法律婚って変じゃない?

5件の記録
- 中根龍一郎@ryo_nakane2025年5月27日読み終わった大きくなったらだれだれくん/だれだれちゃんと結婚する、というのは、私が小さかったころまだ身近な言い方だった。今の子供たちも言うのかはわからない。 もちろん子供たちは〈結婚〉がなにを意味するのかよくわかっていなかった。それがどのようなものであり、どのように進み、どのように終わり、あるいは終わらないのかを知らなかった。 しかし大人になった今も、私たちが〈結婚〉とはなんであるのかをわかっているかというと、それなりに疑わしい。
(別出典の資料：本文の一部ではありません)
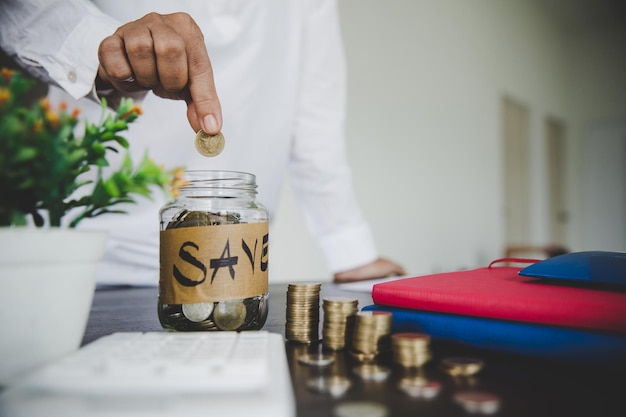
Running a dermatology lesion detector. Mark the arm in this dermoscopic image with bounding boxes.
[0,0,222,133]
[0,0,119,99]
[290,0,404,280]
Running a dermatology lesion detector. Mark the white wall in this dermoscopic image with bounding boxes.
[271,0,626,281]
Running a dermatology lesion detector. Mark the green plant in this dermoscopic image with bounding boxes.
[0,69,181,227]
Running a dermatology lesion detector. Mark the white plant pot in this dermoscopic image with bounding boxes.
[0,228,107,386]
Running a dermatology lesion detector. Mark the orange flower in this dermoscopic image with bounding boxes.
[120,104,143,120]
[0,68,15,85]
[45,110,59,129]
[39,98,50,111]
[0,87,11,109]
[32,120,43,133]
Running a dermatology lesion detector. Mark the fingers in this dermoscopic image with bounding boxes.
[98,13,222,134]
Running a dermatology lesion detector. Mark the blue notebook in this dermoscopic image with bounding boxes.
[519,251,626,287]
[363,305,626,369]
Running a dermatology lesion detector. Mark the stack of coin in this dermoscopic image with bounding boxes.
[322,297,359,350]
[285,282,322,344]
[441,357,483,377]
[350,311,393,362]
[391,333,431,368]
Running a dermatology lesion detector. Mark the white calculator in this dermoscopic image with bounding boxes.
[0,331,295,417]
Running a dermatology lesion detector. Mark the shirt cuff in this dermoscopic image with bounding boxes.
[49,11,119,99]
[319,224,378,274]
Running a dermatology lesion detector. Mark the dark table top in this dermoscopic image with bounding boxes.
[83,283,626,417]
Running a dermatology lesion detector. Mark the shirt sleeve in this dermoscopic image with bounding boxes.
[0,0,120,99]
[290,0,378,273]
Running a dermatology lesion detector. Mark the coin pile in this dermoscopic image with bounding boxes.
[285,282,322,344]
[350,311,393,362]
[391,333,431,368]
[195,129,224,156]
[322,297,359,350]
[398,376,441,400]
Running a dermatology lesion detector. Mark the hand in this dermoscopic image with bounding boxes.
[334,258,406,283]
[96,13,222,134]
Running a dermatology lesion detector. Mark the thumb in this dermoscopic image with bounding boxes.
[187,97,222,135]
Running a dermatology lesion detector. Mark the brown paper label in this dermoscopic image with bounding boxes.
[159,222,269,304]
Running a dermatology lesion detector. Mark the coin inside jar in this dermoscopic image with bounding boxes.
[195,129,224,156]
[182,303,213,323]
[213,300,247,330]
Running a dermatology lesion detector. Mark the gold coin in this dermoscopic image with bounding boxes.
[298,353,335,366]
[213,300,246,330]
[195,129,224,156]
[454,391,500,414]
[441,357,483,376]
[182,303,213,323]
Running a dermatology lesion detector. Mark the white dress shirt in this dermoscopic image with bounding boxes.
[0,0,378,284]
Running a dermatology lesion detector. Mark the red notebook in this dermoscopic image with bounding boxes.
[372,261,626,333]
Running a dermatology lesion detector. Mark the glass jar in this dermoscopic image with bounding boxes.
[158,171,269,331]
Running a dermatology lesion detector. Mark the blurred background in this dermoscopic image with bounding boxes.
[271,0,626,282]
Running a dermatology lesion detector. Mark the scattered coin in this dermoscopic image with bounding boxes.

社会にはひとつの類型的な目的地としての〈結婚〉があって、私たちはしばしばそこへ類型的に吸い込まれていく。そして結婚が国家にとって何であり、社会にとって何であり、法的に何であり、哲学的に何であるのかを、筋道立てて考えなくても、結婚することはでき、婚姻状態を継続することもできる。 そうした結婚について、できる限り明晰な言葉で語ろうとするとき、その試みにもかかわらず、その明晰になりきらない部分や合理的に切り分けることのできない部分、すっきり処理できない部分がどうしても残る。法と哲学の話はそういうところが面白い。 近年の法律婚をめぐるイシューは、同性婚と選択的夫婦別姓に偏った関心が寄せられる。でも同性婚にせよ選択的夫婦別姓にせよ、それは既存の法律婚を「より望ましい法律婚」に変えていこうとする試みであって、法律婚という制度自体は温存しようとする。しかしこの本の論考は全体的に、そもそも法律婚の存立自体を疑問に付すものだ。 法律婚は変ではないのか。では変だとしたら、変であるにもかかわらず、なぜ社会は法律婚を維持するのか。なぜ法律婚はいまだ解体されていないのか。法律を問題にするだけに、議論はしばしば現実の法制度の運用や、法を実際に変更することの実務的な難しさといったところでしばしばつまずき、すっきりしない形になる。でもその、現実の法の対象であるカップルたちの問題の前で戸惑い、うまく処理できないところに、むしろ好感が持てた。 大島梨沙の論考「民法から婚姻を削除するとどうなるか」は、サイエンティフィックな思考実験としてとりわけ面白い。民法における婚姻に関する条文を削除してみることで、民法上の婚姻の諸規定が具体的にどのような社会的機能を果たしているのかを分析していき、そのプロセスで婚姻制度のさまざまな問題や改善点が見えてくる。婚姻を削除するとどうなるか、という手法はきわめてドラスティックだが、導かれる結論はかなり穏当なものだ。というより、現に存在する社会のなかの諸個人を考えるなら、穏当なものにならざるを得ないのだろう。 結婚にはさまざまな問題があり、結婚を選択しない人や結婚を忌避する人ももちろんいる。でも一方で、結婚を求め、結婚による保護を受ける人、その保護を必要とする人もまたたくさんいる。法制度に関する議論は、現に存在する結婚というものの扱いにくさの前で戸惑ってしまう。 論者はおそらくみんな法律婚というものに一定の距離を持とうとしているにもかかわらず、実際の制度の前で誠実に学術的見識を働かせようとすると、歯切れの良いことが言えなくなる、その言い切れなさ、あいまいさの手触りを、私は好ましく思う。そういう知性の姿が好きなのだろう。